2. Cosmic Microwave Background Radiation (CMBR)
Key Definition
Cosmic Microwave Background Radiation (CMBR): Low-intensity microwave radiation detected uniformly in all directions across the Universe, corresponding to a black-body temperature of approximately 2.7 K.
- The CMBR provides evidence that the Universe had a hot beginning because:
- Big Bang theory predicts the existence of uniform black-body radiationRadiation emitted by a perfect absorber/emitter, with a continuous spectrum whose peak wavelength depends on temperature via Wien's law. that peaks in the microwave region. This is exactly what is observed.
- CMBR is isotropic: it can be detected coming from all directions equally, which indicates the Universe was initially much smaller and more uniform.
- The CMBR wavelength has been redshifted by the expansion of the Universe. It was originally extremely high-energy gamma radiation emitted about 300,000 years after the Big Bang, when the Universe cooled enough for matter and radiation to decouple. The expansion has stretched these wavelengths into the microwave region.

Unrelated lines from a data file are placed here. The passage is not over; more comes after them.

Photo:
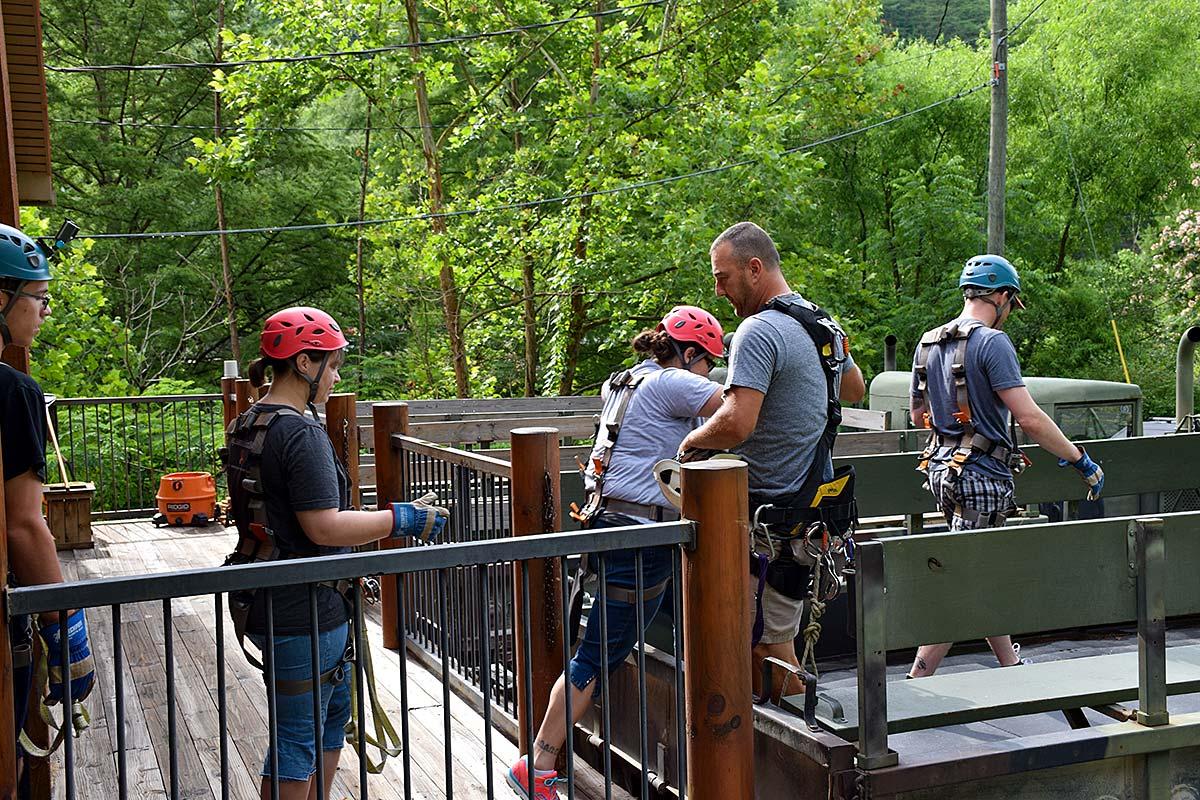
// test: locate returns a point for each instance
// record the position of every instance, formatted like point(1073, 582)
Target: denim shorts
point(621, 567)
point(293, 713)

- Crucially, CMBR can be interpreted as the radiation left over from the Big Bang itself.
3. Relative abundance of hydrogen and helium
- At the time of the Big Bang, the Universe was extremely hot. Initially it was too hot for even protons and neutrons to exist as separate particles.
- As it cooled, protons and neutrons formed freely. However, free neutrons are unstable and decay into protons, so the proton-to-neutron ratio quickly rose from 1:1 to about 7:1.
- For a brief window, the temperature was high enough for hydrogen nuclei to fuse into helium nuclei (Big Bang nucleosynthesis). Once the Universe cooled further, fusion stopped.
- During fusion, 2 neutrons combine with 2 protons to form a helium-4 nucleus. Out of every 16 nucleons (14 protons, 2 neutrons), 4 form helium and 12 remain as hydrogen. This gives a hydrogen-to-helium ratio of approximately 3:1 by mass.
- This predicted ratio is consistent with observations of the Universe's oldest objects: roughly 73% hydrogen, 25% helium, and 2% everything else.
Common Mistake
Students sometimes say the CMBR "proves" the Big Bang. In physics, we say it "provides evidence for" or "is consistent with" the Big Bang theory. The three lines of evidence are independent and mutually reinforcing, which makes the Big Bang the best-supported model, but no single observation constitutes proof.